A Teacher in Paris: Rabbi Shmuel Azimov


A Teacher in Paris: Rabbi Shmuel Azimov

Public Chanukah Menorah lights up the night sky in the heart of Paris.

by Baila Olidort - Paris, France

July 2, 2012

Emissary of the Rebbe to Paris since 1968,  Rabbi Shmuel Azimov is credited by many of France’s Jews for the sweeping changes that have turned Paris and its surrounding areas—once a Jewish wasteland—into a vibrant hub of Jewish life. Over the years, they have flocked to him, seeking his mentorship, guidance, and friendship. With his deep-rooted Chabad Chasidic world-view and a profoundly compassionate concern for others, “Moule” (short for Shmuel), a household name in France’s Jewish circles, has negotiated every aspect of Jewish communal life, working cooperatively and effectively with all of the city’s Jewish organizations and municipal authorities. Together with his wife, the late Bassie Azimov, he opened Paris’s first Chabad House in 1972. Under his leadership, Chabad centers have since opened in every district of Paris and its suburbs, most recently in the Champs Élysées. 

Anti-semitism is on the rise in France. Recent attacks in Toulouse in which four Jews were murdered, and the violent attack in June on yeshiva students in Lyon are deeply worrisome. France’s Jews are calling on the government to take more aggressive measures to put an end to the violence against Jews. Rabbi Azimov is hopeful, he says, that authorities will work swiftly and effectively so that its Jewish citizens do not need to live in fear. 

France is home to one of the largest Jewish populations in the Diaspora, and Jewish life in Paris, where some 375,000 Jews reside, is thriving. With forty Chabad centers and some 170 Shluchim in Paris, a day school bursting at the seams with 2,000 students, and an annual budget of roughly $25 million, Rabbi Azimov has built and continues to grow a remarkably successful Jewish infrastructure.

We chose to interview Rabbi Azimov for this issue of Lubavitch International, and gain some insight into this man who thousands call their teacher. 

Baila Olidort

Paris 2012

Rabbi Shmuel Azimov shuffles slowly into the dining room of his Paris apartment where I wait to meet him. The sixty-six year old rabbi suffered a stroke thirteen years ago, leaving his speech and movement impaired, but he has graciously agreed to talk with me. 

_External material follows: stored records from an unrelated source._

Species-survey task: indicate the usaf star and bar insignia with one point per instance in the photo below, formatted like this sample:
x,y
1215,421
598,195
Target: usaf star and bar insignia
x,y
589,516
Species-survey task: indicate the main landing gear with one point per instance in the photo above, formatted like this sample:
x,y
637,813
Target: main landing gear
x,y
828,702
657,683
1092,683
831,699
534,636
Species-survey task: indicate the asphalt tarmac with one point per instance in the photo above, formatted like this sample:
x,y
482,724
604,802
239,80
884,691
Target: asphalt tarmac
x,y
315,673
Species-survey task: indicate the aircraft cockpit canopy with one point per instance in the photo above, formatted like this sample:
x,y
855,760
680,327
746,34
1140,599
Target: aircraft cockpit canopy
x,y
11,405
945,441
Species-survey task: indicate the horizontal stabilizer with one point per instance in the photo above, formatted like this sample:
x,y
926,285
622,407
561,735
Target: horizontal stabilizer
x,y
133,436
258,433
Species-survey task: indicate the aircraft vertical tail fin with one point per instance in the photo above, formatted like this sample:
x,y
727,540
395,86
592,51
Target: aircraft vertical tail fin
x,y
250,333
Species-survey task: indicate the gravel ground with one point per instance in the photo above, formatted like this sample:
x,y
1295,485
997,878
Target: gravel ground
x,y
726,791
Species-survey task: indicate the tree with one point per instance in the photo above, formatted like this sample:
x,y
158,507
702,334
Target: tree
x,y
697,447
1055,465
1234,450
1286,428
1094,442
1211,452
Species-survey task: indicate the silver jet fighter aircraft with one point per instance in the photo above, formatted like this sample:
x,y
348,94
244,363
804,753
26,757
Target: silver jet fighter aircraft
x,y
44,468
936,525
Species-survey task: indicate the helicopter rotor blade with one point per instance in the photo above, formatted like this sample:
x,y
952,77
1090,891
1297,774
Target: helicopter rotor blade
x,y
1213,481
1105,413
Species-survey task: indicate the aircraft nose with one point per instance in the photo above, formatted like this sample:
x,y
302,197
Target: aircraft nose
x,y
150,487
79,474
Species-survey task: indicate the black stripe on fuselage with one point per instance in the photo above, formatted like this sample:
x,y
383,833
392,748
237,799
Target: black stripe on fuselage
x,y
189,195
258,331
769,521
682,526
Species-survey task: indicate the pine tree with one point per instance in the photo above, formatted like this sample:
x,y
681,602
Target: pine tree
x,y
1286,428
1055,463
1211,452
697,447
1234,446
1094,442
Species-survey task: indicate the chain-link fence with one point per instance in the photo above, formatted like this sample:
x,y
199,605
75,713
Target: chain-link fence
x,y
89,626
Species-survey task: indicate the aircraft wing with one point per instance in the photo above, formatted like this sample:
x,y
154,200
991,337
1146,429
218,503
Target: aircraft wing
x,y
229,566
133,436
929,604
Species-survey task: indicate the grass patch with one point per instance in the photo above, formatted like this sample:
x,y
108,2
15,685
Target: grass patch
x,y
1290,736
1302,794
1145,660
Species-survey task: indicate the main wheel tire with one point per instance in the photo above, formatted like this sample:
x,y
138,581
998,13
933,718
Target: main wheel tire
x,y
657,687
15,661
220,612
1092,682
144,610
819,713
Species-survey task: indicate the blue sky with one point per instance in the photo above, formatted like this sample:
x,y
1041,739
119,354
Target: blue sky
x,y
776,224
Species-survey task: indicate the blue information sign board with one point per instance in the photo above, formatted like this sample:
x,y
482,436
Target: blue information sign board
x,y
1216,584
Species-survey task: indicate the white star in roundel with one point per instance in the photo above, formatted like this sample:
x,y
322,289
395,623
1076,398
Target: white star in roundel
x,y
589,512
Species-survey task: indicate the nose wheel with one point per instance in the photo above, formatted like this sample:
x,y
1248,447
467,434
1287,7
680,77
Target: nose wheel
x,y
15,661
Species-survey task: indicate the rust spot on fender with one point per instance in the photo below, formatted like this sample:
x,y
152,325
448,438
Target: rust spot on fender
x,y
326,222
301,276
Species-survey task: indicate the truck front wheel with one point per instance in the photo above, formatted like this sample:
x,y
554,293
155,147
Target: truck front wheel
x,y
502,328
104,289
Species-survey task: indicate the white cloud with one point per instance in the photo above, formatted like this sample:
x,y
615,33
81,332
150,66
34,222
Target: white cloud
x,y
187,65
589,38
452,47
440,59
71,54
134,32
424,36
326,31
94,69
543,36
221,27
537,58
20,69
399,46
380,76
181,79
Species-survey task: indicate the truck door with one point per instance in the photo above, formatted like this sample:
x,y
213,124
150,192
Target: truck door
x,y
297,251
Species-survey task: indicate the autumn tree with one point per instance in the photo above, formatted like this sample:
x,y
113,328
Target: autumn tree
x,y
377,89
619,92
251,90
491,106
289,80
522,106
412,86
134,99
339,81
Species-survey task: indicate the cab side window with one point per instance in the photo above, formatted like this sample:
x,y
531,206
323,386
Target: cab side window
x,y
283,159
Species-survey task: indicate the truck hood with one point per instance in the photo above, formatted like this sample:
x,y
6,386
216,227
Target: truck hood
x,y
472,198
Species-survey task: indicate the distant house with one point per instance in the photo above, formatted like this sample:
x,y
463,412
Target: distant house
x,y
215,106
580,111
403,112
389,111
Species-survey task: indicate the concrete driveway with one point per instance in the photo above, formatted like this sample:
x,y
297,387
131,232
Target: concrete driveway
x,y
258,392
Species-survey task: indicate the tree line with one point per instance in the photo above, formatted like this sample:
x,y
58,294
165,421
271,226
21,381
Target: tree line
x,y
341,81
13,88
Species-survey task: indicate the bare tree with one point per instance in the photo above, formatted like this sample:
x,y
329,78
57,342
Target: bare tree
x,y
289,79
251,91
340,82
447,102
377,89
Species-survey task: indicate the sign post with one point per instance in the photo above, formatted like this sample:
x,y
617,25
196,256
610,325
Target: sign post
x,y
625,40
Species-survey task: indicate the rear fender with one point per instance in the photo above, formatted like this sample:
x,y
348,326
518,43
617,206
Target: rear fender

A warm, lively vibe fills the high-ceilinged ample rooms that are cheerfully cluttered with family photos. The apartment appears well-lived-in. Children and grandchildren come and go. During our meeting, Rabbi Azimov’s son and several of his granddaughters poke their heads in to ask him a question. A young man comes in asking for help. Rabbi Azimov is non-discriminating in his affable attentiveness and concern. 

We talk for several hours, the conversation punctuated by his gentle humor and soft laughter. I remind myself that this is a man still in mourning. His wife and partner in life, Bassie Azimov, passed away quite suddenly six months ago. The two had been married for forty-five years; together, they raised a family and a phenomenon. 

Today, the Azimovs are credited by many of France’s Jews for the radical transformation that has made the city of lights a lively Jewish metropolis. I’ve come prepared to hear Rabbi Azimov discuss his early struggles, the great aspirations, the vision and the strategy that he and his wife nursed as they set out on their lifelong mission as Chabad Shluchim to Paris. 

But the dyed-in-the-wool Lubavitcher Chasid is altogether understated about his prodigious success. I press on. Surely he and his wife devised a plan, nurtured a dream, conceived a schema that would help explain his considerable following and the dramatic success of his shlichut. 

Not really. He and his wife, he tells me plainly, were just teachers.  

They taught one child, one teenager, one adult at a time. They taught groups, they taught college students, they started a school. Between the two, hundreds, and eventually thousands of Jews would study Torah. The Azimovs filled their days and their evenings teaching. “Moule” made his rounds at all major and local universities in Paris, seeking out Jewish students who welcomed the chance to join a Torah study class. His wife reached out to local families, teaching the women, their daughters, and college girls, so they would want to marry Jewish, and live as Jews. Nothing more elaborate, nothing more grandiose or glamorous than finding Jewish people who would accept the invitation to study Torah.  

Slowly but surely their students took an interest not only in studying, but in living Jewishly. And then they became Chabad Shluchim. In the 1960s, with the influx of Jews from Algiers, Tunis and Morocco, France’s Jewish population grew rapidly. Jewish communities blossomed.  Success begat success. Today, Beit Chaya Mouchka, the Chabad Jewish school in Paris founded by Mrs. Azimov and her husband—a $22 million complex when it was built 20 years ago—counts two thousand students from preschool through high school.